После этого Кантарелло вышел и закрыл за собой дверь; я не сказала ему ничего, кроме тех слов, целью которых было не допустить, чтобы он приблизился к Луиджи, и на которые он вместо ответа лишь показал жестом, что у него есть оружие. Только теперь, после того как само присутствие Кантарелло избавило меня от клятвы, связывавшей меня лишь до тех пор, пока он сам не нарушит обещания держаться от нас на расстоянии, я рассказала все Луиджи.
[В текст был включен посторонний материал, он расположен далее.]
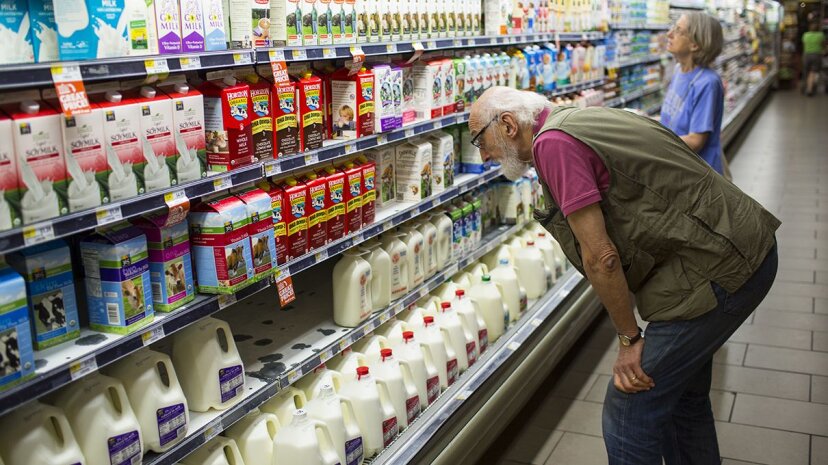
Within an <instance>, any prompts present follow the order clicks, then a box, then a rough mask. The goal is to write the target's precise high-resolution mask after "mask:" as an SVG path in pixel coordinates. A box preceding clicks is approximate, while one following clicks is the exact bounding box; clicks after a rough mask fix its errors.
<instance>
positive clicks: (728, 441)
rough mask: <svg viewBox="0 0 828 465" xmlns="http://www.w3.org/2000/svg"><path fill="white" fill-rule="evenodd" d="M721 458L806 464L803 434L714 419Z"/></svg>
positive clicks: (806, 460)
mask: <svg viewBox="0 0 828 465" xmlns="http://www.w3.org/2000/svg"><path fill="white" fill-rule="evenodd" d="M716 432H717V433H718V436H719V452H720V453H721V455H722V457H728V458H731V459H734V460H743V461H747V462H755V463H765V464H779V465H783V464H784V465H808V447H809V446H808V443H809V438H808V435H807V434H800V433H791V432H788V431H779V430H774V429H768V428H758V427H755V426H748V425H738V424H734V423H724V422H716Z"/></svg>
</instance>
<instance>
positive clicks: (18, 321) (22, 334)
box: [0, 268, 34, 391]
mask: <svg viewBox="0 0 828 465" xmlns="http://www.w3.org/2000/svg"><path fill="white" fill-rule="evenodd" d="M30 331H31V330H30V329H29V312H28V309H27V308H26V285H25V284H24V283H23V278H21V277H20V275H19V274H17V273H15V272H14V271H12V270H10V269H8V268H0V391H2V390H4V389H8V388H10V387H11V386H14V385H15V384H18V383H20V382H21V381H24V380H26V379H28V378H30V377H32V376H33V375H34V352H33V350H32V333H31V332H30Z"/></svg>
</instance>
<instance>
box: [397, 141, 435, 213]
mask: <svg viewBox="0 0 828 465" xmlns="http://www.w3.org/2000/svg"><path fill="white" fill-rule="evenodd" d="M431 160H432V156H431V144H429V143H412V142H405V143H402V144H400V145H398V146H397V147H396V160H395V164H394V166H395V169H396V171H397V172H396V184H397V201H399V202H419V201H420V200H422V199H424V198H426V197H429V196H430V195H431Z"/></svg>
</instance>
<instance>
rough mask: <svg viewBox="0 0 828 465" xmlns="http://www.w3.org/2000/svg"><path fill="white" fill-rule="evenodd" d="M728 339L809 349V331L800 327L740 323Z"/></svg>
mask: <svg viewBox="0 0 828 465" xmlns="http://www.w3.org/2000/svg"><path fill="white" fill-rule="evenodd" d="M826 334H828V333H826ZM729 340H730V341H731V342H744V343H750V344H762V345H766V346H776V347H788V348H791V349H802V350H810V349H811V332H810V331H805V330H801V329H788V328H773V327H770V326H762V325H755V324H752V325H742V326H741V327H739V329H737V330H736V332H735V333H733V336H731V337H730V339H729Z"/></svg>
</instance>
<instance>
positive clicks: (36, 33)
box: [29, 0, 60, 63]
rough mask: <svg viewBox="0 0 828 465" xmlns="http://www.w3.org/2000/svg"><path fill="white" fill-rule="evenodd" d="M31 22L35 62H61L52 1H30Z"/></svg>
mask: <svg viewBox="0 0 828 465" xmlns="http://www.w3.org/2000/svg"><path fill="white" fill-rule="evenodd" d="M29 21H30V22H31V40H32V50H33V51H34V59H35V61H36V62H38V63H44V62H47V61H57V60H59V59H60V56H59V54H58V46H57V23H56V22H55V7H54V4H53V3H52V0H29Z"/></svg>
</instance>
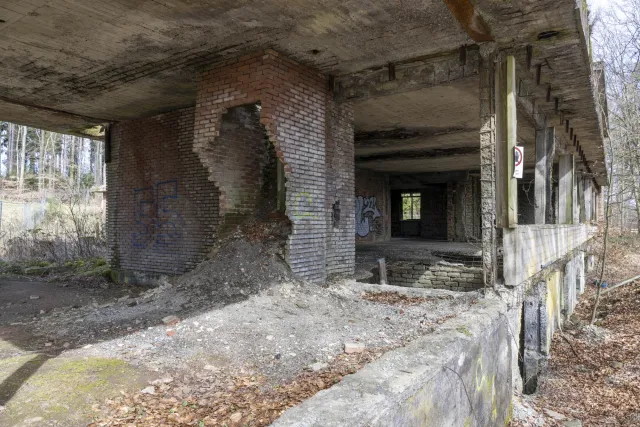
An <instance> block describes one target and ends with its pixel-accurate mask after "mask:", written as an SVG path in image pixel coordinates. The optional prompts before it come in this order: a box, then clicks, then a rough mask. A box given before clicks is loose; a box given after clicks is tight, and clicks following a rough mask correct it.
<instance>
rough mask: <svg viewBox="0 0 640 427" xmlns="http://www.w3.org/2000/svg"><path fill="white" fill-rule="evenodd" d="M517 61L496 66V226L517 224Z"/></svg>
mask: <svg viewBox="0 0 640 427" xmlns="http://www.w3.org/2000/svg"><path fill="white" fill-rule="evenodd" d="M515 70H516V65H515V58H514V57H512V56H508V57H507V58H506V60H504V61H503V62H500V63H499V64H498V66H497V67H496V71H495V73H496V78H495V93H496V95H495V97H496V100H495V105H496V191H497V193H496V209H497V212H496V226H497V227H498V228H507V227H508V228H513V227H516V226H517V224H518V180H517V179H516V178H513V149H514V147H515V146H516V143H517V132H516V129H517V119H516V75H515V72H516V71H515Z"/></svg>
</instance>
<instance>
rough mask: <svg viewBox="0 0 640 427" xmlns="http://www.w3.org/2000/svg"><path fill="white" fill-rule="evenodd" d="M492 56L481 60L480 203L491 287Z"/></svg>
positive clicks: (492, 159)
mask: <svg viewBox="0 0 640 427" xmlns="http://www.w3.org/2000/svg"><path fill="white" fill-rule="evenodd" d="M494 61H495V54H494V53H489V54H482V55H481V57H480V67H479V70H480V76H479V77H480V200H481V206H480V209H481V216H482V224H481V226H482V270H483V273H484V285H485V287H486V286H491V287H493V285H494V283H495V279H496V273H497V268H496V258H497V248H496V244H497V243H496V241H497V239H496V220H498V221H499V218H500V213H499V212H498V211H497V200H496V199H497V196H496V186H497V183H496V167H497V166H496V160H497V159H496V94H497V92H498V89H497V88H496V82H497V81H498V78H497V76H496V73H495V65H494Z"/></svg>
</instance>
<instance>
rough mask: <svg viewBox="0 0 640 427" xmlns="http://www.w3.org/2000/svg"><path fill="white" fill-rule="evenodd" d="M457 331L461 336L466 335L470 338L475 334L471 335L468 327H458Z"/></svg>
mask: <svg viewBox="0 0 640 427" xmlns="http://www.w3.org/2000/svg"><path fill="white" fill-rule="evenodd" d="M456 331H458V332H460V333H461V334H464V335H466V336H468V337H470V336H473V334H472V333H471V331H469V328H467V327H466V326H458V327H457V328H456Z"/></svg>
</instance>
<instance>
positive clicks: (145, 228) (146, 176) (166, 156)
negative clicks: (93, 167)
mask: <svg viewBox="0 0 640 427" xmlns="http://www.w3.org/2000/svg"><path fill="white" fill-rule="evenodd" d="M193 118H194V109H193V108H186V109H182V110H177V111H173V112H170V113H166V114H161V115H158V116H155V117H151V118H146V119H141V120H131V121H124V122H120V123H117V124H115V125H113V126H112V128H111V162H110V163H108V164H107V185H108V188H109V191H108V195H107V197H108V203H107V206H108V208H107V227H108V239H109V248H110V253H109V256H110V260H111V264H112V266H113V267H114V268H115V269H120V270H133V271H144V272H151V273H162V274H180V273H184V272H186V271H188V270H189V269H191V268H193V267H194V266H195V265H196V264H197V263H198V262H200V261H201V260H202V259H203V258H204V256H205V255H206V253H207V252H208V248H209V247H210V246H211V245H212V244H213V243H214V238H213V236H214V231H215V229H216V228H217V226H218V223H219V216H218V192H217V191H216V189H215V187H214V186H213V185H212V184H211V183H210V182H209V181H208V179H207V178H208V171H207V170H206V169H205V168H204V167H203V165H202V163H201V162H200V160H199V159H198V157H197V156H196V154H195V153H194V152H193V149H192V145H193Z"/></svg>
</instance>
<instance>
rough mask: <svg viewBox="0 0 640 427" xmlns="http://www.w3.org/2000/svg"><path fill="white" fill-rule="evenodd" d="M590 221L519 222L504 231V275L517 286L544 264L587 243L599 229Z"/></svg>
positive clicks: (541, 266)
mask: <svg viewBox="0 0 640 427" xmlns="http://www.w3.org/2000/svg"><path fill="white" fill-rule="evenodd" d="M595 231H596V229H595V227H591V226H588V225H584V224H581V225H564V226H559V225H530V226H519V227H517V228H515V229H513V230H505V233H504V239H503V242H504V279H505V284H506V285H508V286H516V285H518V284H520V283H522V282H524V281H525V280H526V279H528V278H530V277H532V276H533V275H534V274H536V273H537V272H539V271H541V270H543V267H545V266H547V265H548V264H550V263H552V262H554V261H556V260H558V259H561V258H562V257H563V256H565V255H567V254H568V253H569V252H571V251H572V250H574V249H576V248H578V247H579V246H581V245H583V244H584V243H586V242H587V241H588V240H589V239H591V238H592V237H593V235H594V233H595Z"/></svg>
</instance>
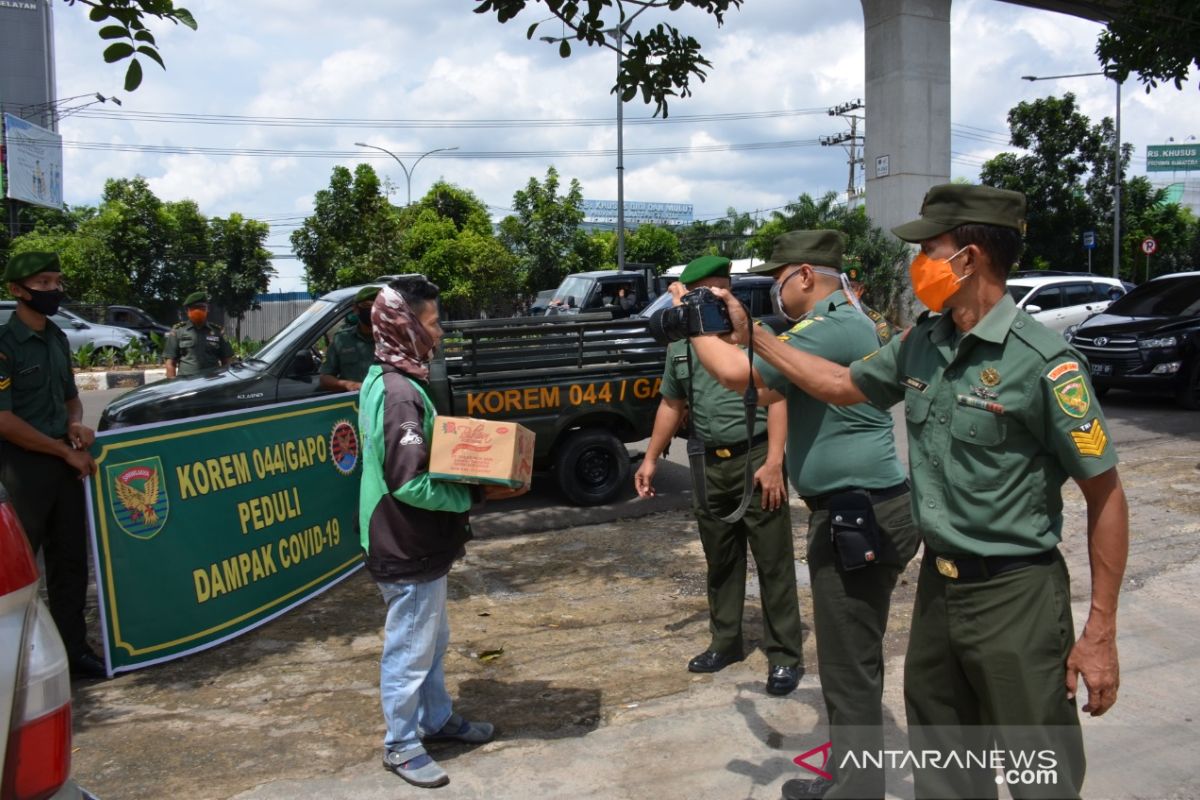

Когда я закончила, Луиджи тяжело вздохнул.

"Он хотел быть уверен в том, что мы будем молчать, — сказал он. — Мы здесь до конца своих дней".

Смех, прозвучавший за дверью, подтвердил эти слова. Кантарелло стоял там и подслушивал; он все слышал. Мы поняли, что нам остается надеяться лишь на Бога и на себя.

После этого мы начали более подробным образом изучать стены своей тюрьмы. Она представляет собой нечто вроде погреба шириной в десять шагов и длиной в двенадцать, не имеющего другого выхода, кроме двери. Мы простучали стены, и нам показалось, что в них совсем нет пустот. Затем я подошла к двери и обследовала ее; это была дубовая дверь с двойным замком. У нас почти не было шансов бежать отсюда; к тому же цепь, которой Луиджи был прикован к стене, удерживала его за пояс и одну из ног.

Тем не менее на протяжении примерно года нас все-таки не покидала надежда; на протяжении года мы обдумывали всевозможные способы бегства. Каждую неделю, в один и тот же час, Кантарелло являлся с семидневным запасом провизии; как ни странно, мы постепенно привыкли к его визитам и, то ли покорившись судьбе, то ли нуждаясь в том, чтобы хотя бы на миг отвлечься от своего унылого затворничества, в конце концов, стали ждать его появления с некоторым нетерпением. К тому же надежда, которая никогда не угасает, по-прежнему заставляла нас верить, что во время очередного своего посещения Канта-релло сжалится над нами. Однако время шло, Кантарелло приходил с неизменно мрачным и бесстрастным лицом и чаще всего уходил, не сказав нам ни слова. Мы продолжали отмечать на стене прожитые дни.

Но вот минул второй год заточения. Наша жизнь стала донельзя механической; целыми часами мы сидели в совершенно подавленном состоянии и, подобно животным, немного оживлялись лишь в тот миг, когда потребность в питье и еде выводила нас из оцепенения. Нас по-настоящему беспокоило только одно: как бы не погасла лампа и мы не остались в темноте; до всего остального нам уже не было дела.